Ramazan geldi. Gazetelerde, televizyon ve radyo kanallarında ramazan sohbetlerinden geçilmiyor. Ben de bunları bazen okuyor veya dinliyorum. Bu yazı ve sohbetler iki kümeden oluşuyor. Birinci kümedeki yazılarda (dindarlar bunları seviyor) “şekil ve usul” anlatılıyor.
Burada anlatılanlar “Günah işleyebilirsin. Ama takke giyer, başını bağlar, ibadet edersen yine de cennete gidersin” şeklinde özetlenebilir. Diğer kümede de İslam’ın ibadetten ibaret olmadığı, özünde insanın toplum içindeki davranışlarını düzenlemeyi amaçladığı anlatılıyor. İslam “güzel ahlâk” dinidir deniyor. Güzel ahlak nedir sorusuna da Peygamberimizin yaşam tarzıdır cevabı veriliyor. Peki, Müslümanlar, ne kadar ahlaklı?

DÜNYA AHLAKLILIK ENDEKSİ


“Dünya Ahlaklılık Endeksi” diye bir şey yok. Buna karşılık Türkiye’de de faaliyet gösteren Transparency International (Uluslararası Saydamlık) adlı bir kurumun yayınladığı “Yolsuzluk Algılanması Endeksi” diye bir sıralama var. Yolsuzluk ile ahlaksızlık tam olarak eş anlamlı değil.
Daha doğrusu, yolsuzluk ahlaksızlığın sadece bir türüdür. Yolsuzluk yapan herkes kesin ahlaksızdır. Ama eline fırsat geçmediği için hayatında hiç yolsuzluk yapmamış bir kişi de ahlaksız olabilir. Yayınlanan son listede Türkiye, Avrupa’nın en yüksek yolsuzluk algılamasına sahip ülkesi olarak yer alıyor.

AHLAK NEDİR?


Eğer ahlakın evrensel bir tanımı yoksa her toplum kendini ahlaklı sanabilir. Öyleyse önce bir tanım gerek.
“Ahlak, toplum tarafından geliştirilen ve bireylerden uyması istenen; amacı, bireyin kendi nefis ve çıkarlarını kollarken, diğer bireylerin ve toplumun çıkarlarına halel getirmesini engellemek olan kurallar manzumesidir.”

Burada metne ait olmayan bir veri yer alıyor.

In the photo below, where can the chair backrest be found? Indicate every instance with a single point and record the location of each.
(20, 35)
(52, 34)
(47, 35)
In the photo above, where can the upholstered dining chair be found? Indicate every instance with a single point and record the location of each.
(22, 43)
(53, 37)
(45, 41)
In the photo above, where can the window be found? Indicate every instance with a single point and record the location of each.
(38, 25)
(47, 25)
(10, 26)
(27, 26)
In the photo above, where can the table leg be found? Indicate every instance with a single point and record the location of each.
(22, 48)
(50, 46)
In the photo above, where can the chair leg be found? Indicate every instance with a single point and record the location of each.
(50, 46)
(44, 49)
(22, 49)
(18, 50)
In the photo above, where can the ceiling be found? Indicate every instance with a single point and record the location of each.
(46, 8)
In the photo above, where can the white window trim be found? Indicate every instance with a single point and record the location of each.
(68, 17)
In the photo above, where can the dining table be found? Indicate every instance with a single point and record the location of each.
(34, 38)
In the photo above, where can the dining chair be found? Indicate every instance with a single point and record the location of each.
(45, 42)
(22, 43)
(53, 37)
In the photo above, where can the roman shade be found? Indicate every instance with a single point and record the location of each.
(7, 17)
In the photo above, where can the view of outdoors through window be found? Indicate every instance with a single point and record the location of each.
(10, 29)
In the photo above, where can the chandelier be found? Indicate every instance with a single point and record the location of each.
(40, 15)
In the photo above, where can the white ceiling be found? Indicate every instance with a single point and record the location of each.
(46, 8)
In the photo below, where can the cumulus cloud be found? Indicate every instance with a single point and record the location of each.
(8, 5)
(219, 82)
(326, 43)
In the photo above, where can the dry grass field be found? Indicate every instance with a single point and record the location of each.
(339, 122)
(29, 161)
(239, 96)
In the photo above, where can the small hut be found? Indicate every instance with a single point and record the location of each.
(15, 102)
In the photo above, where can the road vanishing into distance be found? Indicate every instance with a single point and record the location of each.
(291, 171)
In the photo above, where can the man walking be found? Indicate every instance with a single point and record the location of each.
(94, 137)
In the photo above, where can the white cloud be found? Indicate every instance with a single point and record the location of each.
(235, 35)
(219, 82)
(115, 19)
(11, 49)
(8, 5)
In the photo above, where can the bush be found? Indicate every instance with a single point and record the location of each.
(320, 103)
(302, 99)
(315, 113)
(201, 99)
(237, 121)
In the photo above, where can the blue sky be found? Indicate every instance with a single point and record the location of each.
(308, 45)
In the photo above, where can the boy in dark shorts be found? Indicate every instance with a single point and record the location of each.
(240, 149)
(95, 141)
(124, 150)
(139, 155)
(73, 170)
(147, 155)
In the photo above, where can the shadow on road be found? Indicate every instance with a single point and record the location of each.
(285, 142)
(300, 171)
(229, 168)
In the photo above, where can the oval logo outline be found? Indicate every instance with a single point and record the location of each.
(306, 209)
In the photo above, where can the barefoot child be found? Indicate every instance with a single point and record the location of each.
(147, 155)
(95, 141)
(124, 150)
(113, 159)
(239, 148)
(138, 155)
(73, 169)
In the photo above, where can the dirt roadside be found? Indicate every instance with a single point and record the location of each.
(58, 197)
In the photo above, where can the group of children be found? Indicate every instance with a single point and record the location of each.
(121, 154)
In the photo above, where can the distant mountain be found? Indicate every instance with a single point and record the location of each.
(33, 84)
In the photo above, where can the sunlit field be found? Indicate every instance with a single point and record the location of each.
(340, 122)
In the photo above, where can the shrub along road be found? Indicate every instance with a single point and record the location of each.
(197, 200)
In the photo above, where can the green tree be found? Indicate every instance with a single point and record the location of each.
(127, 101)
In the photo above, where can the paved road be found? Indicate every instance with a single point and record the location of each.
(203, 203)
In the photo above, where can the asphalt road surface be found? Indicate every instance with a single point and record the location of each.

RÜTBE-İ AHLAKIN AYNASI NEDİR?


Doğada sadece soyut değil, somut olan pek çok şey de doğrudan ölçülemez. Mesela bir toplumun ahlaklılık rütbesi, ancak yarattığı sonuçlar üzerinden ölçülebilir. Ahlakın sonuçları mutlaka bir yerde “ete kemiğe bürünür” ve çıplak gözle görülür. Bunların başında da “imar ve trafik” düzenleri gelir. Bugünden itibaren herkesin fahri “ahlak ölçüm uzmanı” olmasını istiyorum.
İki göreviniz var. Birincisi; gittiğiniz, gezdiğiniz ve gördüğünüz her köy, kasaba, semt, kent ve ülkeyi “trafik” ve “imar” kıstaslarına göre değerleyin. Bu nispeten kolay olan görevinizdir. Zor olan ikincisidir. Önce kendinizin, sonra babanızın, ananızın, kardeş, akraba ve hemşerinizin, sevdiklerinizin ve saydıklarınızın aldığı her kararı ve davranışı yine bu iki kıstasa göre değerleyin ve “0-10” arası bir not verin.